Egypt reduces sugar imports and boosts production through expanded beet farming, factory upgrades, and targeted farmer incentives.
EGYPT – Egypt is on track to achieve full self-sufficiency in sugar by 2026, according to infographics released by the Cabinet’s Media Centre.
This milestone is supported by increased sugar crop cultivation and major investments in the country’s sugar industry infrastructure.
Data show that sugar beet cultivation has surged by 25%, rising from 600,000 feddans in the 2023/2024 season to 750,000 feddans in 2024/2025. This expansion is expected to yield 2.5 million tons of sugar, up from 1.5 million tons the previous year.
For the first time in the nation’s history, sugar production is projected to reach 2.6 million tons in 2025, with a further increase to 2.9 million tons anticipated by 2026.

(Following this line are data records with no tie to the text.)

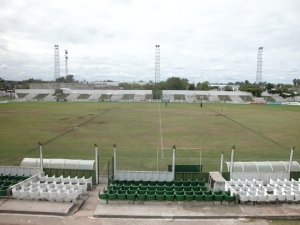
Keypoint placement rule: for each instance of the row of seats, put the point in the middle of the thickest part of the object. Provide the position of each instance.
(156, 182)
(65, 179)
(142, 195)
(55, 191)
(157, 187)
(262, 196)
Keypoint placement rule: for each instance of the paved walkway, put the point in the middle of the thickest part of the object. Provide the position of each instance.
(89, 211)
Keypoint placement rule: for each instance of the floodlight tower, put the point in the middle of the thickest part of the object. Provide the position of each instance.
(56, 62)
(259, 66)
(66, 57)
(157, 64)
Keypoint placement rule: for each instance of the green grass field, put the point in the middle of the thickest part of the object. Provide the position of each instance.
(70, 130)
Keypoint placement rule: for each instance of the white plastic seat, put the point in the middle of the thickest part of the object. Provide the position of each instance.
(287, 182)
(16, 191)
(50, 179)
(235, 182)
(64, 179)
(44, 193)
(88, 181)
(244, 196)
(271, 198)
(25, 184)
(56, 179)
(297, 197)
(49, 186)
(78, 189)
(58, 186)
(72, 179)
(43, 178)
(242, 182)
(24, 192)
(84, 187)
(273, 182)
(62, 194)
(34, 192)
(250, 182)
(295, 182)
(270, 188)
(280, 196)
(280, 182)
(80, 180)
(259, 182)
(52, 193)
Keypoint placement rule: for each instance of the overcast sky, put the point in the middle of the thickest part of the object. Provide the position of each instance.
(215, 41)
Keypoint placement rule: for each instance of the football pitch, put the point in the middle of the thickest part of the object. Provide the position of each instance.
(146, 132)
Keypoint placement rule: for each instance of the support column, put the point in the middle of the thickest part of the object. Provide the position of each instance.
(222, 160)
(173, 161)
(96, 160)
(41, 156)
(231, 161)
(291, 160)
(115, 162)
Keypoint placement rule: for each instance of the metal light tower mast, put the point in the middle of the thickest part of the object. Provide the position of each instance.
(259, 66)
(56, 62)
(66, 57)
(157, 64)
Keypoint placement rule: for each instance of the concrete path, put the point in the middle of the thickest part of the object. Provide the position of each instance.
(89, 211)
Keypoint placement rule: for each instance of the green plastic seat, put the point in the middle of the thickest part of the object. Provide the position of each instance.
(102, 196)
(168, 188)
(121, 196)
(131, 196)
(186, 183)
(169, 183)
(177, 183)
(228, 198)
(169, 197)
(145, 182)
(195, 188)
(186, 188)
(198, 196)
(218, 197)
(203, 188)
(112, 196)
(179, 197)
(151, 196)
(141, 197)
(160, 197)
(194, 183)
(189, 197)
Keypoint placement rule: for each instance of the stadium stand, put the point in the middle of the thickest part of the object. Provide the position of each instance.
(269, 99)
(116, 97)
(83, 96)
(105, 97)
(50, 97)
(148, 97)
(139, 97)
(246, 98)
(236, 98)
(72, 96)
(179, 97)
(40, 96)
(224, 98)
(128, 97)
(94, 97)
(213, 98)
(202, 97)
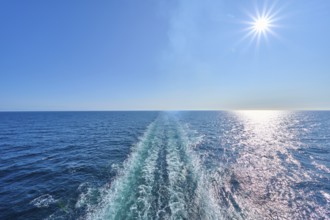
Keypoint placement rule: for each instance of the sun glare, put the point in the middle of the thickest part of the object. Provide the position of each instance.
(261, 24)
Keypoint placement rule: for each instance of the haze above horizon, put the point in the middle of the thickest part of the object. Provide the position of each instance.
(164, 55)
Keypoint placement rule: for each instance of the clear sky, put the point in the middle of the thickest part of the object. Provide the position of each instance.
(164, 54)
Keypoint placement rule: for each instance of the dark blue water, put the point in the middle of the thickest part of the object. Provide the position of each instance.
(165, 165)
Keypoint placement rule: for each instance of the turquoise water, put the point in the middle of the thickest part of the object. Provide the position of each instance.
(165, 165)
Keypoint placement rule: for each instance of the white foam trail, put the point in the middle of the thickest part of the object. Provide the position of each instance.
(161, 179)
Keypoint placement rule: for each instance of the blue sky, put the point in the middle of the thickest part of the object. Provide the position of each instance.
(165, 54)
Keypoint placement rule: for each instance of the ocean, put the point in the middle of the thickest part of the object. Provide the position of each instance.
(165, 165)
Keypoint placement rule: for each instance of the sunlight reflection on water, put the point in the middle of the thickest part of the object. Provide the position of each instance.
(265, 168)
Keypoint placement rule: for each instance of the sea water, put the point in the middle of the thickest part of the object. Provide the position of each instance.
(165, 165)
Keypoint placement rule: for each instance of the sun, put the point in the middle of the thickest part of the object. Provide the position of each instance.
(261, 24)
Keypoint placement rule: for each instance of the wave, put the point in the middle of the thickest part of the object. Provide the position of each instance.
(161, 179)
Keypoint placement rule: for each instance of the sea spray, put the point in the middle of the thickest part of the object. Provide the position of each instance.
(161, 179)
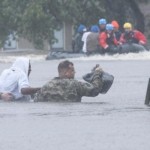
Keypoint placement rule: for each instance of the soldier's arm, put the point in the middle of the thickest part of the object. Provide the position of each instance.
(91, 89)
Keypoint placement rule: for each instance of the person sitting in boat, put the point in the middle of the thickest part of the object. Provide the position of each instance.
(132, 40)
(77, 43)
(102, 24)
(92, 40)
(117, 32)
(107, 40)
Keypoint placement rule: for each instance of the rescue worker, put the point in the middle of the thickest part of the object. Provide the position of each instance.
(132, 40)
(14, 82)
(107, 40)
(116, 29)
(65, 88)
(102, 24)
(77, 43)
(92, 40)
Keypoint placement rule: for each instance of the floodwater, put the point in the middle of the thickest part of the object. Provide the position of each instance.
(118, 120)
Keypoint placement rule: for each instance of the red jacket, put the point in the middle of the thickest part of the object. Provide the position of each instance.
(106, 39)
(133, 37)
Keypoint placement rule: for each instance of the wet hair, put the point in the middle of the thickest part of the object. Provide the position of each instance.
(64, 65)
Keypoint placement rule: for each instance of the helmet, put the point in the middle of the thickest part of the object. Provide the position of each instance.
(127, 25)
(102, 21)
(81, 28)
(109, 27)
(115, 24)
(95, 28)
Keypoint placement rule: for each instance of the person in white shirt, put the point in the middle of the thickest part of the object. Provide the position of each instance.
(14, 82)
(84, 39)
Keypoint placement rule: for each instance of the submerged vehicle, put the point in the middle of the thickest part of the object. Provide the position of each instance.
(126, 48)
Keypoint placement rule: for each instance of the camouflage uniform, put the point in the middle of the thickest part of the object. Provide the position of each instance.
(69, 90)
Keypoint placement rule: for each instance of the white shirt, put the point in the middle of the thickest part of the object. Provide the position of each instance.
(14, 79)
(84, 38)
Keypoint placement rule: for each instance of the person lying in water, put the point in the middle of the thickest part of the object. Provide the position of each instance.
(65, 88)
(14, 82)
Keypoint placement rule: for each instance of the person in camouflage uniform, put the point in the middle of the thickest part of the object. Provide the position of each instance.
(66, 89)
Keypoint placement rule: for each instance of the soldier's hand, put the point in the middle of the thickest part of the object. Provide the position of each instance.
(7, 97)
(97, 68)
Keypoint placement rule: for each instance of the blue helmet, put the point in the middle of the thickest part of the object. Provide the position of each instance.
(81, 28)
(102, 21)
(95, 29)
(109, 27)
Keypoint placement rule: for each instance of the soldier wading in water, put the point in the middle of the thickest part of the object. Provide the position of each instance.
(67, 89)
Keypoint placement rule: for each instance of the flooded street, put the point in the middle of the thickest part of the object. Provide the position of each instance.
(118, 120)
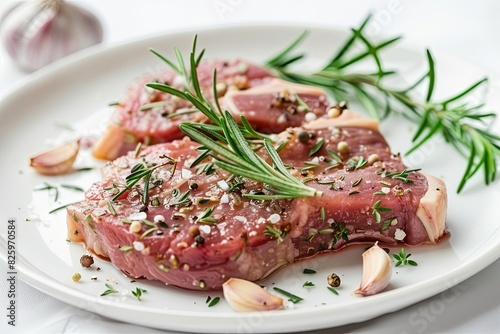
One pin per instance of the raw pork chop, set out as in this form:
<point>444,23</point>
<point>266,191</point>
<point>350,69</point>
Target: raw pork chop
<point>197,230</point>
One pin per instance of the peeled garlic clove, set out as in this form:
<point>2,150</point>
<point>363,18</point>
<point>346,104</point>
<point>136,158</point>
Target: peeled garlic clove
<point>377,270</point>
<point>36,33</point>
<point>56,161</point>
<point>244,295</point>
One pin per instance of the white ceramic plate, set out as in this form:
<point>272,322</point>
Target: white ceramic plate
<point>71,90</point>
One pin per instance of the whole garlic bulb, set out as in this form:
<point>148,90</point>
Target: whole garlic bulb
<point>36,33</point>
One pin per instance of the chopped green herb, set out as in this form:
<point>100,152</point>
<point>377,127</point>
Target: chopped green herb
<point>138,293</point>
<point>303,106</point>
<point>110,289</point>
<point>291,297</point>
<point>358,181</point>
<point>335,156</point>
<point>317,147</point>
<point>402,259</point>
<point>126,248</point>
<point>275,232</point>
<point>206,217</point>
<point>149,231</point>
<point>212,302</point>
<point>376,209</point>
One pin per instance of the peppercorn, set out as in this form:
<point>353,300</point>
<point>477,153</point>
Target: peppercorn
<point>333,280</point>
<point>304,136</point>
<point>86,261</point>
<point>76,277</point>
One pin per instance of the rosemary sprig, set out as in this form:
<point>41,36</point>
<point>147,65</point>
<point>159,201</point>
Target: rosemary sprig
<point>402,259</point>
<point>462,124</point>
<point>228,142</point>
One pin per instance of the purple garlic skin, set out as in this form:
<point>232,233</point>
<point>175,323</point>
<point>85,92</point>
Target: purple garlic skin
<point>36,33</point>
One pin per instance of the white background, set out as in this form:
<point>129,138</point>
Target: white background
<point>467,29</point>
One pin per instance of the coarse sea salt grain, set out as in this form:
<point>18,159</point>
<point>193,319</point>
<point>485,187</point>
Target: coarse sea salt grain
<point>138,246</point>
<point>204,228</point>
<point>159,219</point>
<point>310,117</point>
<point>399,234</point>
<point>224,199</point>
<point>186,174</point>
<point>223,185</point>
<point>274,218</point>
<point>241,219</point>
<point>138,216</point>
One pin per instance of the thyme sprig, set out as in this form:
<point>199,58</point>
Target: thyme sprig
<point>462,124</point>
<point>142,171</point>
<point>228,142</point>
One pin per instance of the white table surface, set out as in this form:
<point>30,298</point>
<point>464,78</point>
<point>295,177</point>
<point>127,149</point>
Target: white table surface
<point>467,29</point>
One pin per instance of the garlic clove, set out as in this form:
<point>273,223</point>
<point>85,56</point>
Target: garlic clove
<point>244,295</point>
<point>56,161</point>
<point>377,271</point>
<point>36,33</point>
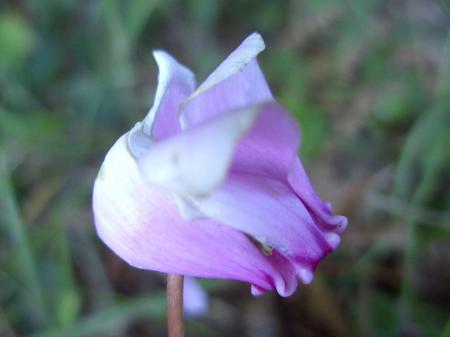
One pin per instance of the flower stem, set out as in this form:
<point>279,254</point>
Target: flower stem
<point>175,320</point>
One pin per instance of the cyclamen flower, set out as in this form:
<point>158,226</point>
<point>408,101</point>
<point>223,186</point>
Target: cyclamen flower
<point>209,184</point>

As domestic production grows, Egypt’s dependency on imports is diminishing. Raw sugar imports declined by 54.5% in the first quarter of 2025, falling to US$111.1 million from US$244.4 million during the same period in 2024.
By March 2025, the country had achieved 81% self-sufficiency in sugar, with expectations that imports will no longer be necessary by early 2026. The government currently holds subsidized sugar reserves sufficient to meet national demand for 13 months.
To support this trajectory, the country has strengthened its industrial base. Egypt now hosts eight major sugar beet processing facilities, including Canal Sugar, the world’s largest single-line beet sugar factory, with a current output of 350,000 tons and a planned increase to 750,000 tons by 2026.
Other facilities include the El Sharqiya plant with a capacity of 240,000 tons and the upgraded Delta Sugar factory, now processing 21,000 tons of beet per day.
Efforts are also underway to improve sugarcane productivity. New seedling production stations, such as Wadi El-Saaida and Kom Ombo, are set to deliver 160 million and 30 million seedlings per season, respectively.
To incentivize cultivation, the government has allocated EGP 16 billion for sugarcane procurement in 2025 and EGP 7 billion for industrial operations. Reference prices are fixed at EGP 2,500 per ton for sugarcane and EGP 2,400 per ton for sugar beet. Additional bonuses reward early beet harvests and high-yield cane production.